Friday, August 29, 2008

Champion. But winner?

Is John McCain the Great White Hope?

By Carol Forsloff

With Randy Stelly at Ringside

Sports is like politics. Lots of action. That's why writers use similar words for both. Baseball and boxing words dominate, especially aggressive ones. At the Democratic Convention television cameras captured Muhammad Ali, the old boxing champ, and we got the point. But there's another story that showed the underbelly of sports that if played out in this year's politics in the match between Senators John McCain and Barack Obama could hurt lots of us. And that's the story of Jack Johnson, the famous black boxer, whose championship fight brought the word hope in a whole other way than Obama's.

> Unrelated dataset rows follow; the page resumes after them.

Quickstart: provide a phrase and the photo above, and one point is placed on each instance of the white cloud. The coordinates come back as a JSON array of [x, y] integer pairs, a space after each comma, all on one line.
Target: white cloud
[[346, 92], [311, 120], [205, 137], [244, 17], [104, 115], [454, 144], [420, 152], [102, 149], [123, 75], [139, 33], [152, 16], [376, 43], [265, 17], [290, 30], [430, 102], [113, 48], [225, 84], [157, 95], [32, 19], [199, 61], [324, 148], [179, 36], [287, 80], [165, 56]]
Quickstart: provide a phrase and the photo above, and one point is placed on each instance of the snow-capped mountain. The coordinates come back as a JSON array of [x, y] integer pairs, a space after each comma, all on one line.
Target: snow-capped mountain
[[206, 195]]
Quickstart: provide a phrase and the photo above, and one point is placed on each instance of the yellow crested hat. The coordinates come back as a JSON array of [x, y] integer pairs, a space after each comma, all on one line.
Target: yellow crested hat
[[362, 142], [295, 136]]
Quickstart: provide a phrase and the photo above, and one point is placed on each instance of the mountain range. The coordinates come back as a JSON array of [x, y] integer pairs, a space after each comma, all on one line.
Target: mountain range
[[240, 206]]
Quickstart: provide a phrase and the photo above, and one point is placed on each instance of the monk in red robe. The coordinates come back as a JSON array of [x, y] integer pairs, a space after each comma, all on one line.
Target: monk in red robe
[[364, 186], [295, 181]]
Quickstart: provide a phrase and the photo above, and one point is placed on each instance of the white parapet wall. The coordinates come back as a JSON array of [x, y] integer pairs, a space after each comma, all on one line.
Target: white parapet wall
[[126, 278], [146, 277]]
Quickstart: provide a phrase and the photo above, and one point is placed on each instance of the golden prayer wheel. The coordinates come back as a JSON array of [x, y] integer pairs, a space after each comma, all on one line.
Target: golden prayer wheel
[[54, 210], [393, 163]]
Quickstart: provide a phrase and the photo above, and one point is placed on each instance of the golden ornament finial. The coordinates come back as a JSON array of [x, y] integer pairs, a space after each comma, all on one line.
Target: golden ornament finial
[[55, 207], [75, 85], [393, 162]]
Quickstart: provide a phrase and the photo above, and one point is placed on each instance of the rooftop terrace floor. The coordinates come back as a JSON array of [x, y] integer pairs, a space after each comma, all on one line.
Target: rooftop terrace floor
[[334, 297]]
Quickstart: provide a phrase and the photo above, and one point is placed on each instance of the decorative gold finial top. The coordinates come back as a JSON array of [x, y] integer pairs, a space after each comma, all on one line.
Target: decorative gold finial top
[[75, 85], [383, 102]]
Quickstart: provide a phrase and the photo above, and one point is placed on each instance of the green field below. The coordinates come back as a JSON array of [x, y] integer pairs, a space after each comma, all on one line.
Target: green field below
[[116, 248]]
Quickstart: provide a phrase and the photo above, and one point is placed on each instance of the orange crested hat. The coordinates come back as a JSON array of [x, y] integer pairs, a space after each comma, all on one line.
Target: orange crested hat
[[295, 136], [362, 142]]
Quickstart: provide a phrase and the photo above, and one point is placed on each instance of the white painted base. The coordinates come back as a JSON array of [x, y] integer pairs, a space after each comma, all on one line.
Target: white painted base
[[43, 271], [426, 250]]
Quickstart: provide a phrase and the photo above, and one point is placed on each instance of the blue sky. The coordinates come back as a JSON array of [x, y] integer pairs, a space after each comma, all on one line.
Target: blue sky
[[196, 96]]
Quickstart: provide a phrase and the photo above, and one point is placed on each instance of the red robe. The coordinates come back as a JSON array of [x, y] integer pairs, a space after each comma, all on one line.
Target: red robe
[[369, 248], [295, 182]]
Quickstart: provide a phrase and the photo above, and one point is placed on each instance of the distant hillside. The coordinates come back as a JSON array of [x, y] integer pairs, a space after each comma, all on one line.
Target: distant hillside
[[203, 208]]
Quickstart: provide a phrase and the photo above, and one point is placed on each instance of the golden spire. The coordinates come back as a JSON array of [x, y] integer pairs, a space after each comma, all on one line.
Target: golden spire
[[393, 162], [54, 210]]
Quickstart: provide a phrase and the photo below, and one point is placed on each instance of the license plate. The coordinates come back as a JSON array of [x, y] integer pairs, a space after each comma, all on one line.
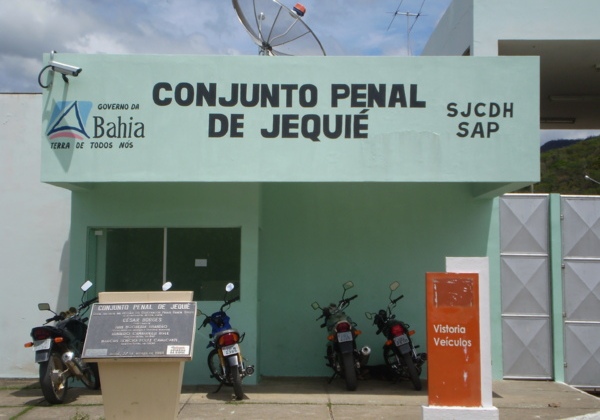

Now Jack was no smooth talker; he was blunt, bold and took chances. He was labeled boxing's best. He defied social convention in behavior and attitude. had white ladies on his arm and was described as an arrogant fellow who didn't know his place. Personal symbols of sex, violence and an in-your-face attitude surrounded him as he pushed his way to the pinnacle of boxing, becoming the heavyweight champion of the Negro division of it in the early 1900's. Jim Jeffries, his white counterpart in a segregated sport, didn't want to fight a black man, but later said yes to voices who cried for Jeffries to be "the great white hope." Johnson beat Jeffries; white folks got angry, and things got bad. Johnson left Texas because of violence and threats. The "great white hope" didn't get him but the controversy did.


 

Barack Obama is bold. He accepted the Democratic Party's Presidential nomination in direct and forceful tones. But unlike Johnson, his image is different. He's a whole different guy than Johnson in a whole different time, but that's not the point. He's in a match against a strong, white opponent who's backed by some whose methods are awful. We can only sit back and watch to see if "the great white hope" notions are played out again.